Stoalılar mantığı etik ve fizik ile birlikte felsefenin parçalarından biri olarak görmekteydi.
Stoa mantığı bir önermeler mantığı, Aristoteles mantığı ise bir terimler mantığıdır.
Stoa Mantığını, mantığın gelişimindeki en önemli sayılan katkıları:
(1)“Çıkarım kuralı” fikrini geliştirerek, akıl yürütmeyi Aristoteles’ten farklı bir yaklaşımla ele almışlardır.
(2)Önerme eklemlerinin doğru yorumunun ne olması gerektiği konusunu tartışmaya açmışlar ve bu konuda ilk yaklaşımları ortaya koymuşlardır.
(3)Çatışkılar (paradokslar) ortaya koyarak, felsefi düşünmenin anahtar kavramlarının anlamlarını açıkça belirlemenin güçlüğüne dikkati yöneltmişlerdir.
(4)Kiplikleri (modaliteler) tanımlamaya girişmişler, kipli önermelerin özelliklerinin ve kipli önermeler arasındaki ilişkilerin bu tanımlar temelinde araştırılmasının yolunu açmışlardır.
(5)Lekton kavramını ortaya atarak bugünkü önerme kavrayışının başlangıç adımını atmışlardır.

ANLAM ANLAYIŞI
Stoalılara göre im (işaret) ve imlenen (işaret edilen) fiziksel nesnelerdir.
Anlam ise fiziksel bir nesne değildir. Her imin anlamı bir lektondur. Bir imin anlamı fiziksel bir nesne olmamasının yanı sıra zihindeki bir imge de değildir. Her kişinin zihnindeki imge o kişiye özeldir. Dolayısıyla imge özneldir.
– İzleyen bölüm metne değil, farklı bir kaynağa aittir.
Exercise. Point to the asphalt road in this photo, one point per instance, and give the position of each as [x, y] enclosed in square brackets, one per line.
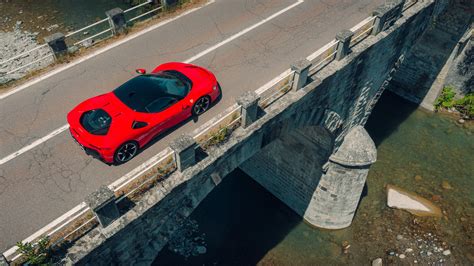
[45, 182]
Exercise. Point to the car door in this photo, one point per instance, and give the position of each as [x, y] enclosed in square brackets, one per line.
[167, 114]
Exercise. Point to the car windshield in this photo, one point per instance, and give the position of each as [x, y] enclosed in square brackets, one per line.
[144, 93]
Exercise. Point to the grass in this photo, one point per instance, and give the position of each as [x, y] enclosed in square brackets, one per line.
[447, 100]
[183, 6]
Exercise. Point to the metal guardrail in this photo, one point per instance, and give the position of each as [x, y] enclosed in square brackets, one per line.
[69, 226]
[69, 38]
[277, 89]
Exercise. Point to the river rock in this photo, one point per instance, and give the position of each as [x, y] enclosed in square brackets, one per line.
[416, 205]
[377, 262]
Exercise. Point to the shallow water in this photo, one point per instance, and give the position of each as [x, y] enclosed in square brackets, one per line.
[243, 224]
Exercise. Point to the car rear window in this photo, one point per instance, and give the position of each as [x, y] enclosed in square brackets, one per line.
[142, 91]
[96, 122]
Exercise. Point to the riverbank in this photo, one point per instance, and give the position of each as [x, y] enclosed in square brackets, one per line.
[240, 223]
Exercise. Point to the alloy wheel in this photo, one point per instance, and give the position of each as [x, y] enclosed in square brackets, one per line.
[201, 105]
[126, 152]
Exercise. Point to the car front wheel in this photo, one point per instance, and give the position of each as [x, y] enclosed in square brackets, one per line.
[201, 105]
[126, 152]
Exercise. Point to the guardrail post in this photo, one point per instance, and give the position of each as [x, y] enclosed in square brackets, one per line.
[301, 69]
[386, 14]
[184, 148]
[167, 3]
[117, 20]
[344, 37]
[249, 102]
[56, 43]
[102, 203]
[3, 261]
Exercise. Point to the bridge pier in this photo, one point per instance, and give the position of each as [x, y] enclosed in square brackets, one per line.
[338, 193]
[295, 168]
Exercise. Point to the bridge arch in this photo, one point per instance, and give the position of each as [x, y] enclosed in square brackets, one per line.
[301, 164]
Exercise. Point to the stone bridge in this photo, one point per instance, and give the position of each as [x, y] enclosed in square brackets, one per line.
[309, 148]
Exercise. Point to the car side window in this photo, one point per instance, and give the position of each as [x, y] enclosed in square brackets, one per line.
[160, 104]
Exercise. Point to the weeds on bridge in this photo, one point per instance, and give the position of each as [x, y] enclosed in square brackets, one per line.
[447, 100]
[35, 253]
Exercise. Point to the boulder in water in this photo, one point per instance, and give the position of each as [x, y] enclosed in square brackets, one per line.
[416, 205]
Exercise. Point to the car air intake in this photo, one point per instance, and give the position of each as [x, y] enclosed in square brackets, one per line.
[96, 122]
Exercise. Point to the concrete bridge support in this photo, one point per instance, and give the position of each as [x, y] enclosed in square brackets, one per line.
[295, 168]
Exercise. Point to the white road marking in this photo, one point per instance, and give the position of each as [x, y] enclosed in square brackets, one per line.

Lekton ise nesneldir.
Lekton tam ve eksik olmak olmak üzere ikiye ayrılır: Eksik lekton konu ve yüklemdir. Tam lekton tek başına bir anlam iken eksik lekton başka unsurlarla tamamlanmayı gerektirir. Örneğin, ‘yazıyor’ sözü ile dile getirilen lekton kimin yazdığının de bildirilmesini gerektirir. Eksik lekton özne (konu) ve yüklemdir. Mantık bakımından önemli olan tam lekton “savlanabilir” yani önermedir. Sorular, ünlemler önermenin dışındaki tam lekton türlerine örnektir.

STOA MANTIĞINDA ÖNERMELER
Stoa mantıkçıları önermeleri, önerme eklemlerini dikkate alarak türlere ayırıyorlardı. Dolayısıyla anlamdan ziyade biçimsel yapıya önem veriyorlardı.

Stoa Mantığında Kipler
Megara-Stoa mantıkçılarının üzerinde durduğu kipler olanaklılık, olanaksızlık, zorunluluk ve zorunsuzluk kipleridir. Stoa mantığında söz konusu kiplerin yorumlanışı özellikle koşul önermelerinin yorumlanışı yakından ilişkilidir.
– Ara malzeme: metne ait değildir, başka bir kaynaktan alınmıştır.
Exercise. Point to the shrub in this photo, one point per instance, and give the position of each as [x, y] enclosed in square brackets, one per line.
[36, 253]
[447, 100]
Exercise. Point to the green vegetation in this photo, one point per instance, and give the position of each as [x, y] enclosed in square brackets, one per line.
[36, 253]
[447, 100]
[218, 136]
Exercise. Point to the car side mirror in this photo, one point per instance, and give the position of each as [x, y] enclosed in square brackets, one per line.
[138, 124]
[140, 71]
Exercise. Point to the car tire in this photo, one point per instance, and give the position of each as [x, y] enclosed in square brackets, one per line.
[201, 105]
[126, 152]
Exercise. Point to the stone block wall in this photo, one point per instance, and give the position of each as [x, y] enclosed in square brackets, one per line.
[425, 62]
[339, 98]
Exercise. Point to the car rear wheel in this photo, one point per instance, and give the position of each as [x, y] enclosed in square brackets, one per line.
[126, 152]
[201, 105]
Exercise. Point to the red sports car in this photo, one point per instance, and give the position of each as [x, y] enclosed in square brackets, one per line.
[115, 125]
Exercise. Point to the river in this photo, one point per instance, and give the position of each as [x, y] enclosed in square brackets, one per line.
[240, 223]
Philo kipi önermenin özelliği olarak kabul etmektedir.
Philo bir kipin bir önerme eklemi olarak önermenin başına geldiği türden “Olanaklıdır ki ...” veya “Zorunludur ki ...” gibi önermeleri ele almaz.
Olanaklı, önermenin kendi doğası gereği, doğru olabilendir... zorunlu, doğru olan ve kendi dışında bir etki olmadığında, yanlış olamayandır. Zorunsuz, kendi dışında bir etki olmadığında, yanlış olabilen, olanaksız ise doğası gereği doğru olamayandır.

Olanaklılık anlayışını desteklemek amacıyla Diodorus “ana çıkarım” diye bir çıkarıma başvurmuştur. Buna göre aşağıdaki üç önerme hep birlikte doğru olamaz.
(1) Geçmiş hakkındaki her doğru önerme (şimdi) zorunludur.
(2) Olanaklı bir önermeden olanaksız bir önerme çıkmaz.
(3) Olanaklı ama ne şimdi doğru olan ne de gelecekte doğru olacak bir önerme vardır.
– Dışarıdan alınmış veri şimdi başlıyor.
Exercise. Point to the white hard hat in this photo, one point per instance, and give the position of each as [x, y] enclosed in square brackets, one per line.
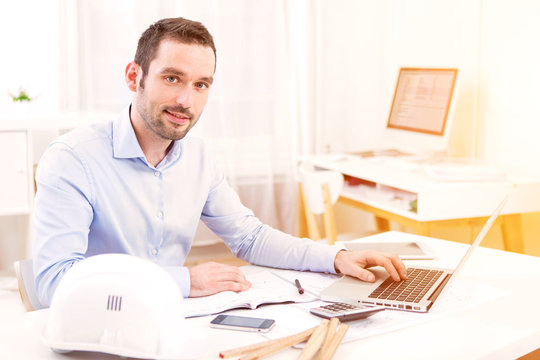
[123, 305]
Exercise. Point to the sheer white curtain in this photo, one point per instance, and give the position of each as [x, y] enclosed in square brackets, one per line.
[251, 121]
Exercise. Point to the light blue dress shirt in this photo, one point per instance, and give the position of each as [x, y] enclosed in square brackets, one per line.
[96, 194]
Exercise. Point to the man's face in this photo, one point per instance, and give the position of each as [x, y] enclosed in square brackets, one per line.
[175, 89]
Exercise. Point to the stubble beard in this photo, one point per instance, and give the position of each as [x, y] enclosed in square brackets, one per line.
[157, 123]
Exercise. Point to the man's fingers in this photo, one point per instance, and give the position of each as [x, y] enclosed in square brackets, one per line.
[232, 286]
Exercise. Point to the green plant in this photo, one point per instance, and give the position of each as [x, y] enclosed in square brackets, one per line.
[21, 96]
Stoa Mantığında Bileşik Önermeler
Stoa mantıkçılarının önerme eklemlerinin her birini ele aldıkları bilinmektedir.

STOA MANTIĞINDA ÇIKARIMLAR
Stoa mantıkçıları çıkarımı “öncüller ve sonuç önermesinden oluşan bir sistem” olarak tanımlamaktadır. Öncüller sonuç önermesine ulaşabilmek için kabul edilmiş olan önermeler, sonuç önermesi ise öncüllerin ortaya koyduğu önermedir.
Aristoteles’in mantığını kurarken matematikteki çıkarımları, Stoa mantıkçılarının ise gündelik yaşamda ve felsefede izlenen çıkarımları temel aldıkları söylenir. Aristoteles, mantık sistemini oluşturan tasımları koşul önermeleri biçiminde sunarken, Stoa mantıkçıları geçerli saydıkları çıkarım kalıpları biçiminde sunmuşlardır. Önemli bir nokta, çıkarım kalıplarında kullanılan değişkenlerin önerme değişkenleri olduğudur. Dolayısıyla, Aristoteles’in tasım mantığı bir ‘terimler mantığı’, Stoalıların geliştirmeye çalıştığı mantık sistemi ise bir ‘önermeler mantığı’ sistemidir.
Stoa mantıkçıları çıkarımları önce geçerli ve geçersiz olarak, geçerli çıkarımları doğru ve yanlış olarak ayırdıktan sonra, özel birtakım şartları sağlayan doğru çıkarımların tanıtlayıcı çıkarımlar olarak belirlemişlerdir.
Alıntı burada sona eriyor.